We complain, because business is slow and there is not enough to go around at this here High School Bar and Grill out in the burbs, semi-burbs really. Do you remember or know it? We complain to an owner that is never there. I speak of staff and money but I truly feel the customers: do they not realize that we talk about them, give them nicknames to align with their quirks?
This Prince Holmwood has come to a realization at the tender age of twenty-three: the stare back. I can see it from the bar most nights; doe eyes of his on-the-life training. My vantage is slightly above, peering down to a semi-open kitchen concept. My friend, everything is so different from this side, from my Now direction. From my own look back at. But this just a Say, about us once younger and of very different appearance - the 90’s and those days of our long hair and grunge; I feel we are about ready for a retrospective. I feel about ready for a reunion.
My friend, something is very wrong with me writing to you after all of these many months turned to years. I wish not to alarm you, but there is something very screwed with me paying $650 for an entire bachelor the size of our old living room on Mcleod Street: God bless this Silicon Valley of the North and all of its stock market trappings.

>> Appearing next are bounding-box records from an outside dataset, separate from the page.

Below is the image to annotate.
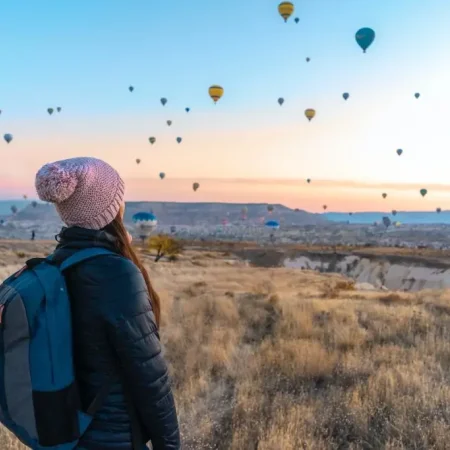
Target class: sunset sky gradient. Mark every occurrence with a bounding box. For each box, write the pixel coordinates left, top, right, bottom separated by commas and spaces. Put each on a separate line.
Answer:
0, 0, 450, 211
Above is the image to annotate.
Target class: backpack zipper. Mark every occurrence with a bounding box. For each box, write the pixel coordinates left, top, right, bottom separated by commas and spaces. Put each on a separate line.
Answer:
45, 302, 55, 385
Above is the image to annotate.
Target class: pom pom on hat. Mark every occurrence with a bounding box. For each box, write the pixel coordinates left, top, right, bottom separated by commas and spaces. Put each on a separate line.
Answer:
36, 163, 78, 203
36, 157, 125, 230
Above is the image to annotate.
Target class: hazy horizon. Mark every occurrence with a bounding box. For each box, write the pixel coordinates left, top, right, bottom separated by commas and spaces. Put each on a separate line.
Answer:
0, 0, 450, 212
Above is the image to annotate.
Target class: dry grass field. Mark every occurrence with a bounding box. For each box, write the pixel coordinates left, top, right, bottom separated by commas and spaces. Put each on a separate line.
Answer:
0, 242, 450, 450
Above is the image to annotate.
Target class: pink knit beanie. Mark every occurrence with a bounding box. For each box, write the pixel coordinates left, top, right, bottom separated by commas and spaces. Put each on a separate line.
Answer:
35, 158, 125, 230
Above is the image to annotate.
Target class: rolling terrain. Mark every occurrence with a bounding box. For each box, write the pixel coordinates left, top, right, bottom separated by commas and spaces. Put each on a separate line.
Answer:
0, 241, 450, 450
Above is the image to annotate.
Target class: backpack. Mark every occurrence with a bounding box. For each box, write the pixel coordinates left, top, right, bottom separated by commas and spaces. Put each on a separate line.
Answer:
0, 248, 118, 450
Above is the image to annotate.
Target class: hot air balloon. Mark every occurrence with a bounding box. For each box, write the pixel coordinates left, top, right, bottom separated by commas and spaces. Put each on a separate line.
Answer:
278, 2, 294, 22
355, 28, 375, 53
265, 220, 280, 230
383, 216, 392, 228
132, 212, 158, 240
209, 84, 223, 103
305, 109, 316, 122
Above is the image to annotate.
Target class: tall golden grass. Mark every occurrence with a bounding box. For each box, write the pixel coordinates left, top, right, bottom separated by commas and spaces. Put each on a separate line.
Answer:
0, 244, 450, 450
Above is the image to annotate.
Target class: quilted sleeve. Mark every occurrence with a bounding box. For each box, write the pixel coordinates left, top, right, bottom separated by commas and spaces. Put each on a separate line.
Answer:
98, 257, 181, 450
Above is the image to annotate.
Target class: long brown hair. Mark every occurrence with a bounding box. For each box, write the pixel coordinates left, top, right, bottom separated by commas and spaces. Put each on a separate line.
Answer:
103, 211, 161, 328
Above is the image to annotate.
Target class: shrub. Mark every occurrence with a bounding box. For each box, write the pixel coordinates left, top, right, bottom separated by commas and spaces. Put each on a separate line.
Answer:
148, 234, 183, 262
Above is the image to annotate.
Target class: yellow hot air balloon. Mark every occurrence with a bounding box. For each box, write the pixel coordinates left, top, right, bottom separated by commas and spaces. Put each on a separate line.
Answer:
209, 84, 223, 103
305, 109, 316, 121
278, 2, 294, 22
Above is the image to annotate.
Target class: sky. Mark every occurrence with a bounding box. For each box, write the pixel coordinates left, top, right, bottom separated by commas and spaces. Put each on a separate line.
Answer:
0, 0, 450, 211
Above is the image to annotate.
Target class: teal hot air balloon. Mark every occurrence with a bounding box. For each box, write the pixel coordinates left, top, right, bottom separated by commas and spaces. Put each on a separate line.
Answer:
355, 28, 375, 53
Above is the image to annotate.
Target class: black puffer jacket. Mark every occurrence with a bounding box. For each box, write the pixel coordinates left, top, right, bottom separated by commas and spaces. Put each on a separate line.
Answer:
51, 227, 181, 450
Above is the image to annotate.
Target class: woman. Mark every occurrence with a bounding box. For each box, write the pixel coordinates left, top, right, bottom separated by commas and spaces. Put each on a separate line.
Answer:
36, 158, 181, 450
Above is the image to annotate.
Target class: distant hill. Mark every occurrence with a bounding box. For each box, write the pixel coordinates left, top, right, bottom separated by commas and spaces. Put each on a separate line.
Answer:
8, 202, 328, 225
324, 211, 450, 224
0, 199, 30, 216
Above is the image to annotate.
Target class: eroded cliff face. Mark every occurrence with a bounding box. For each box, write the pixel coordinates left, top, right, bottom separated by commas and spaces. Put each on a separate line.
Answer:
234, 250, 450, 291
283, 255, 450, 291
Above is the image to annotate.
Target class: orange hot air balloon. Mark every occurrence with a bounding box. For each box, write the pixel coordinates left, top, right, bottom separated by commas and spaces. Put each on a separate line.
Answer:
208, 84, 223, 103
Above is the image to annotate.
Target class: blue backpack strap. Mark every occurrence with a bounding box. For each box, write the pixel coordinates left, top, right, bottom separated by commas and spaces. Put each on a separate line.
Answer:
59, 247, 116, 272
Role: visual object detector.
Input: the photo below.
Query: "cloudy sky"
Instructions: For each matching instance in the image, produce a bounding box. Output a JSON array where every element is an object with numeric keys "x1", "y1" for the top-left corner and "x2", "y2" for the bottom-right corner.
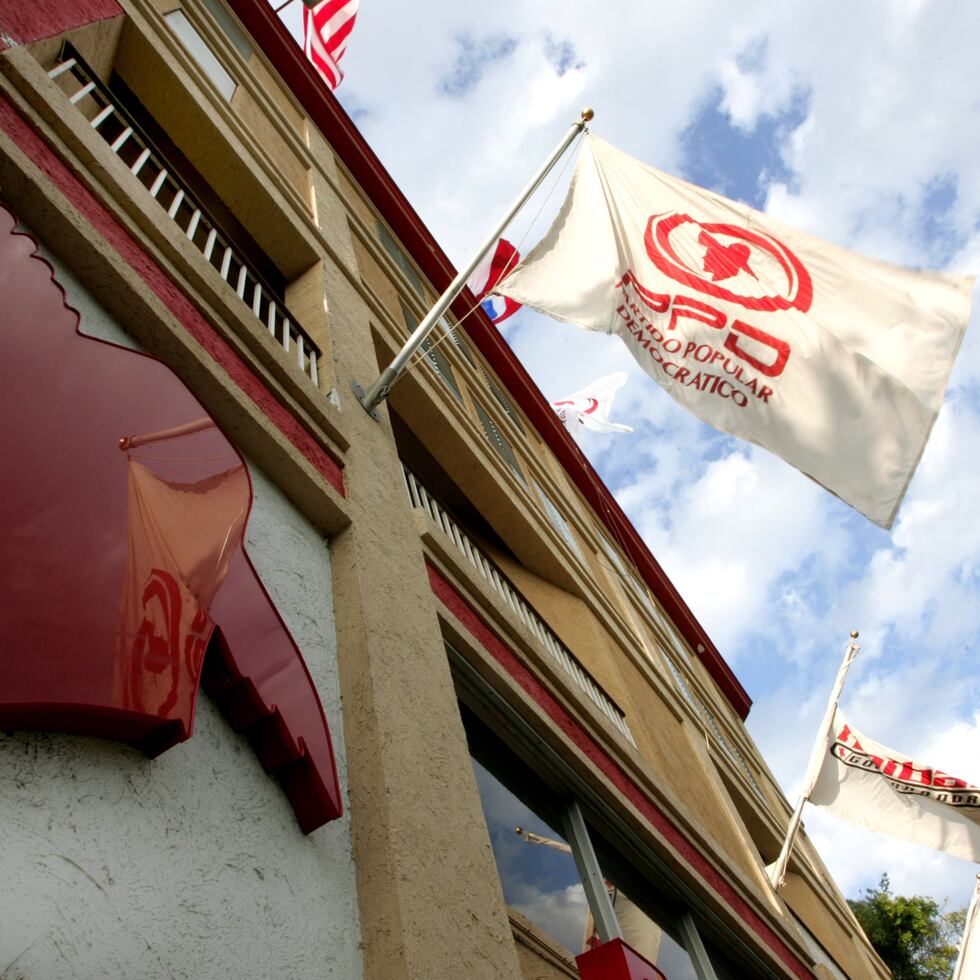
[{"x1": 286, "y1": 0, "x2": 980, "y2": 920}]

Wanted: roommate and or lover willing to share.
How be Toronto? Just as bad? But it is all so much newer here in Ottawa, in our Centretown.
My friend, something is very wrong. I have such a very long story beyond mere catch up to tell you; I shall scrape together the will to send this letter, to find its proper address and corresponding phone number with T.O. prefix. I wish to find the necessary time for a maybe bus ticket and ride of that sorry steel Pooch down to you.